Those with severe adverse reactions to COVID-19 vaccine or the inability to mount an adequate immune response after receiving one now have another option to protect themselves against SARS-CoV-2.

The FDA issued an Emergency Use Authorization (EUA) for AstraZeneca's Evusheld (tixagevimab copackaged with cilgavimab and administered together) for the preexposure prophylaxis of COVID-19 in certain adults and children aged 12 years or older and weighing at least 40 kg (approximately 88 pounds).

"The product is only authorized for those individuals who are not currently infected with the SARS-CoV-2 virus and who have not recently been exposed to an individual infected with SARS-CoV-2," the FDA advises.
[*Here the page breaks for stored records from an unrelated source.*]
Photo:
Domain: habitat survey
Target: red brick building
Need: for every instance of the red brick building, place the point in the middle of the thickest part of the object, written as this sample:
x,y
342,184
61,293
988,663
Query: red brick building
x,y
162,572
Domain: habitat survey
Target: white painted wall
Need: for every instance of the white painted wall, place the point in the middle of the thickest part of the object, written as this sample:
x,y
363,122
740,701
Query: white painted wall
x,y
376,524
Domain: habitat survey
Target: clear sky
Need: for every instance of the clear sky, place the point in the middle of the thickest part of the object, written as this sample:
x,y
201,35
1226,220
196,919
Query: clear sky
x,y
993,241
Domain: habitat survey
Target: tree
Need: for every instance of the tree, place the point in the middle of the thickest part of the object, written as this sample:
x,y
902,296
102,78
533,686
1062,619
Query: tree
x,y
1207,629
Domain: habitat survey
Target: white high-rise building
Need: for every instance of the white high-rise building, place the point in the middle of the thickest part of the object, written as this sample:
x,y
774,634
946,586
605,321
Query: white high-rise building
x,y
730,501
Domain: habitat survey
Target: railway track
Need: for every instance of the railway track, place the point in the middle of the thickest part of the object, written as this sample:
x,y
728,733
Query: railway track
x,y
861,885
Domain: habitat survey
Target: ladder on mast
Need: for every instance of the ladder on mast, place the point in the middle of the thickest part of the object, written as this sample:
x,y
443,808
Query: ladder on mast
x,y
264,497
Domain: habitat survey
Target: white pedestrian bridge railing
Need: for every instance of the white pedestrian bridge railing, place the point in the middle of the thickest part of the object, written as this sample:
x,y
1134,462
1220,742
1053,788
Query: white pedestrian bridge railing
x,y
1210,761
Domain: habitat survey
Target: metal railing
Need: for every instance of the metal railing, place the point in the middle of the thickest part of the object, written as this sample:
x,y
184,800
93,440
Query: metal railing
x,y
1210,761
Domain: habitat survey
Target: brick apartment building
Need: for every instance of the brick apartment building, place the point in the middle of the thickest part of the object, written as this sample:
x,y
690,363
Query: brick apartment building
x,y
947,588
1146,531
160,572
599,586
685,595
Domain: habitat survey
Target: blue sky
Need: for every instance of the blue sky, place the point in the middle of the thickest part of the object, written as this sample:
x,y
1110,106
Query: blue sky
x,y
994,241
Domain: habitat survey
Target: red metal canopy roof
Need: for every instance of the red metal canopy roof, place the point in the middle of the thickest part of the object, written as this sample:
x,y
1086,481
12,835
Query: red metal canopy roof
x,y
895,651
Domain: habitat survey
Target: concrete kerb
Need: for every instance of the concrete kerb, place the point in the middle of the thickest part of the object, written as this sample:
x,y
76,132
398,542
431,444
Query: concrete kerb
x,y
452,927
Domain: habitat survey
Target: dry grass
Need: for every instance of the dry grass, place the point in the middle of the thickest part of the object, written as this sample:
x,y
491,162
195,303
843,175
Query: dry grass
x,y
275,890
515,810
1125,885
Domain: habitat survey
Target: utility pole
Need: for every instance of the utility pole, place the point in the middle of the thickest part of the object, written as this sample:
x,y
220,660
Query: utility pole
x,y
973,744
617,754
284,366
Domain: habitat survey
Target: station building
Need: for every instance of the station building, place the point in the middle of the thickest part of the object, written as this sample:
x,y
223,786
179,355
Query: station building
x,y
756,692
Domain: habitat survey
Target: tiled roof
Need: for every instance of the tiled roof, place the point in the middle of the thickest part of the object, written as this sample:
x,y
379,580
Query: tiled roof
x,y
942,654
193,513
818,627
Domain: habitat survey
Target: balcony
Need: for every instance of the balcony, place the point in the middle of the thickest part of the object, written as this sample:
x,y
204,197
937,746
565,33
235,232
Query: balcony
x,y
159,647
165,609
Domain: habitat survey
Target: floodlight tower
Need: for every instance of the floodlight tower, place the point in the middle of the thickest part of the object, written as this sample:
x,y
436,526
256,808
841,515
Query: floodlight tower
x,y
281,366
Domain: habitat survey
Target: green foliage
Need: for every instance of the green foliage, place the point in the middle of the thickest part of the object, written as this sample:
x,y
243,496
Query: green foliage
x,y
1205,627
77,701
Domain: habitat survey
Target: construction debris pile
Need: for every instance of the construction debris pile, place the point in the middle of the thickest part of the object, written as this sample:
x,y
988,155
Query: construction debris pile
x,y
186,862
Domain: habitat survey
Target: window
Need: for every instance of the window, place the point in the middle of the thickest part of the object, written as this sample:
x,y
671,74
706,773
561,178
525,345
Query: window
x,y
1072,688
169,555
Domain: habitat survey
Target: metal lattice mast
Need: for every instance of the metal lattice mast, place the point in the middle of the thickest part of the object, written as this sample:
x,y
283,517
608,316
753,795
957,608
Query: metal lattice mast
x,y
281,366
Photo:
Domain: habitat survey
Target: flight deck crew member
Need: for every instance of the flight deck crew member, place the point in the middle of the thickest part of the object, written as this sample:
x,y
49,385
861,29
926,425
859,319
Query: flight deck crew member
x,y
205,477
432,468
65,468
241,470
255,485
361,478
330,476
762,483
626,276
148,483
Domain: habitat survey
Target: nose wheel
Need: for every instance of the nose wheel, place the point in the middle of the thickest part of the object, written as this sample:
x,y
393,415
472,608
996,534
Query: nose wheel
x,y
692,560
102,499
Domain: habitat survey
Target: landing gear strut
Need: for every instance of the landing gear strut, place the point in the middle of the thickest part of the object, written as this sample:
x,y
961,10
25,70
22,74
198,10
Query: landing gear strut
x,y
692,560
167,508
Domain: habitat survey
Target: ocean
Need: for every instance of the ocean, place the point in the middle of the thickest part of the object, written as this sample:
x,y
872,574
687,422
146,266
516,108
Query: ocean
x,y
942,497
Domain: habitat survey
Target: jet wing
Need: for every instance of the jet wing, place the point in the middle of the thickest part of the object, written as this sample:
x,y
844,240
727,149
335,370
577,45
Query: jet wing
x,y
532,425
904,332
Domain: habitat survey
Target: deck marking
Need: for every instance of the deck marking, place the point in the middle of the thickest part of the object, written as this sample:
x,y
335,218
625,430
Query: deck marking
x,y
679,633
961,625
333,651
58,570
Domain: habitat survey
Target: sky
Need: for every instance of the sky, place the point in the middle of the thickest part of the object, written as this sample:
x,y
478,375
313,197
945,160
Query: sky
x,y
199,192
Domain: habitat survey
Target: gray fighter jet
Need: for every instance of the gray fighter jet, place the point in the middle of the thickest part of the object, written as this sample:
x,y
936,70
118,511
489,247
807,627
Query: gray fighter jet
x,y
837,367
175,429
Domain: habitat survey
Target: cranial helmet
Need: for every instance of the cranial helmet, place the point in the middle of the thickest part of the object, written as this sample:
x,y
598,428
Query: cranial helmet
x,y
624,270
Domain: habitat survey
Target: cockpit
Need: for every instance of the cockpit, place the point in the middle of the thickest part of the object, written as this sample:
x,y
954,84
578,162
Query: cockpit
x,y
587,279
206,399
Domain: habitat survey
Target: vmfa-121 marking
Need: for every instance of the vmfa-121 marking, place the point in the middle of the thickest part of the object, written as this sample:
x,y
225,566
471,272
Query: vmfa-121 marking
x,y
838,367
Those prescribed the product also must be either:

• Moderate to severely compromised immune systems due to a medical condition or taking immunosuppressive medications or treatments, and may not mount an adequate immune response to COVID-19 vaccination (examples of such medical conditions or treatments can be found in the fact sheet for healthcare providers) or;
• Have a history of severe adverse reactions to a COVID-19 vaccine and/or component(s) of those vaccines; therefore, vaccination with a COVID-19 vaccine, according to the approved or authorized schedule, is not recommended

Medical conditions or treatments that may result in moderate-to-severe immune compromission and an inadequate immune response to COVID-19 vaccination include, but are not limited to:

• Active treatment for solid tumor and hematologic malignancies
• Receipt of solid-organ transplant and taking immunosuppressive therapy
Receipt of chimeric antigen receptor T-cell or hematopoietic stem cell transplant (within 2 years of transplantation or taking immunosuppression therapy)
• Moderate or severe primary immunodeficiency (e.g., DiGeorge syndrome, Wiskott-Aldrich syndrome)
Advanced or untreated HIV infection (people with HIV and CD4 cell counts).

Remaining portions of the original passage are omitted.